The authors argue that there has been a fundamental shift in the way we make purchasing decisions, undermining the 'key concepts' and long-held beliefs of marketing.
The piece raises some interesting points, but it does not disprove the basics of branding. Here is our defence:
Long live the brand
A brand is not a name, visual identity, logo, product or tagline - though these are common misconceptions. A brand is a perception that lives in the minds of customers. This perception determines whether customers will buy from your organisation or not.
A brand is built across multiple channels and multiple touch-points over time, and every one of these interactions between customer and business shapes this perception. When these interactions are enjoyable, consistent with the brand idea, and offer something unique, it sparks an emotional connection.
Simonson and Rosen are correct when they say that consumers today are doing all sorts of sophisticated evaluation when investigating the worth of products and services. From reading expert reviews to crowdsourcing opinion on social media to just asking their mates for recommendations, they are pulling in information and creating their own sources of reference - but this is old news. It doesn't undermine real brands. It merely undermines products that have nothing to offer beyond their functional benefits - no brand or story.
Customers evaluate in both functional and emotional ways, and it takes a brand to win in this decision-making journey. Digital channels and peer evaluations don't make brand irrelevant - they just mean that brands need to live up to their promises because if they don't, they're going to get caught out.
Digital channels even present opportunities for brand-building, in that they allow marketers to listen to reviews, tailor offerings their offerings to better meet market needs and collaborate with consumers to create compelling and engaging content and brand stories.
Positioning: It's about the business, not the tagline
Simonson and Rosen state: "The idea behind positioning is that each marketer has to find an area that is not occupied in the consumer's mind and capture it. (In automotive, for example, Volvo stood for "safety," and Toyota captured "reliability.") But when consumers base their decisions on user and expert reviews, nice positioning statements are less likely to be adopted by the market. Marketers can save themselves a lot of money by avoiding doomed-to-failure positioning attempts."
First off, positioning is not simply a 'nice statement' - it is not something cosmetic to cover up flaws. It is an organising thought that aligns everything an organisation says and does. If brand positioning is done well, it encapsulates what you want to be known for, what you offer the market, and why your employees and customers should care. It provides a framework to business executives for what to do - and what not to do. It defines a common language, goal, and customer experience. Communication is just one aspect of this positioning. It should also guide product design, price, customer touchpoints, distribution, information and how you train your employees.
The authors argue that positioning is irrelevant because brands can no longer occupy a single perceptual space in a digital world where they are being evaluated for multiple attributes. When deciding between an iPhone and a Galaxy, for example, consumers aren't only focusing on the one thing you think they should focus on.
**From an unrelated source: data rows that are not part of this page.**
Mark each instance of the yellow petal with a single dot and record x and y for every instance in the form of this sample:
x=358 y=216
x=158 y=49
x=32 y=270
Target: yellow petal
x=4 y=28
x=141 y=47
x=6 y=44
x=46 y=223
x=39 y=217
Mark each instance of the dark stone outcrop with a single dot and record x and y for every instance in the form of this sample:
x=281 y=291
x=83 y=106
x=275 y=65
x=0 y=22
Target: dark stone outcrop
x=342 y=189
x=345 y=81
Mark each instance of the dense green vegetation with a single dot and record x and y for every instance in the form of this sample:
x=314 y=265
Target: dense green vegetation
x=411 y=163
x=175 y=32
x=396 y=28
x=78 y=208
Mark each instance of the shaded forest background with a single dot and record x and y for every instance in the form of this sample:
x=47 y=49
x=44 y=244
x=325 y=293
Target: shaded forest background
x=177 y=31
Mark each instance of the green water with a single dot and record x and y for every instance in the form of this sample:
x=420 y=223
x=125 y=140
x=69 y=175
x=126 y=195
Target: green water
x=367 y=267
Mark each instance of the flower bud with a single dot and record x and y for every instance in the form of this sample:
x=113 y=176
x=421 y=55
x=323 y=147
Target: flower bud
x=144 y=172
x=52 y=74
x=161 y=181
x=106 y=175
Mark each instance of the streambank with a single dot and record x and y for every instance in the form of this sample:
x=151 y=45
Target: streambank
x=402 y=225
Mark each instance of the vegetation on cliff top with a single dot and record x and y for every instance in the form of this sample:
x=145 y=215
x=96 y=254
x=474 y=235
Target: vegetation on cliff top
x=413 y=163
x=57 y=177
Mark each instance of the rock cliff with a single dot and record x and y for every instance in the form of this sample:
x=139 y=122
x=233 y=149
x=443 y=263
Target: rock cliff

The scary reality is that your products and services need to compare favourably with your competitors on all those functional benefits AND mean something more to consumers too. That something more can still claim a unique position in the market. And while marketers have to work harder to ensure the positioning feels alive across the many new channels and touchpoints that digital and social have brought, it would be suicide for them to give up on positioning altogether.
A good positioning strategy can have a significant impact. It changes the way people think about their brand, business, stakeholders, and the world around them. There's nothing engaging about a brand competing on price or product features alone.
Loyalty follows naturally
It is true that loyalty is more difficult to achieve with greater access to information and a greater variety of options. But this does not spell the end of marketing fundamentals; just the end of inauthentic or inconsistent brands. Brand loyalty flows from a strong brand relationship that is reinforced over time through positive and engaging experiences.
Marketing has moved on
It's a cliché, but marketing is not just about making people want things; it's about making things that people want. At the heart of that goal is understanding people. As the external environment changes and becomes more complex, and customers become more demanding about what they need from brands, marketing becomes more interesting.
Brands are constantly adapting to survive and thrive, and innovating to deliver real value to their customers and the world around them. Marketing strategy is continually evolving, and the context is always changing - but at the end of the day, it's still about people. And people are emotional beings; they resonate with powerful ideas and stories, they value organisations who keep their promises and they are loyal to those who try hard to understand them and be good to them. It's an era for better branding, not the end of it.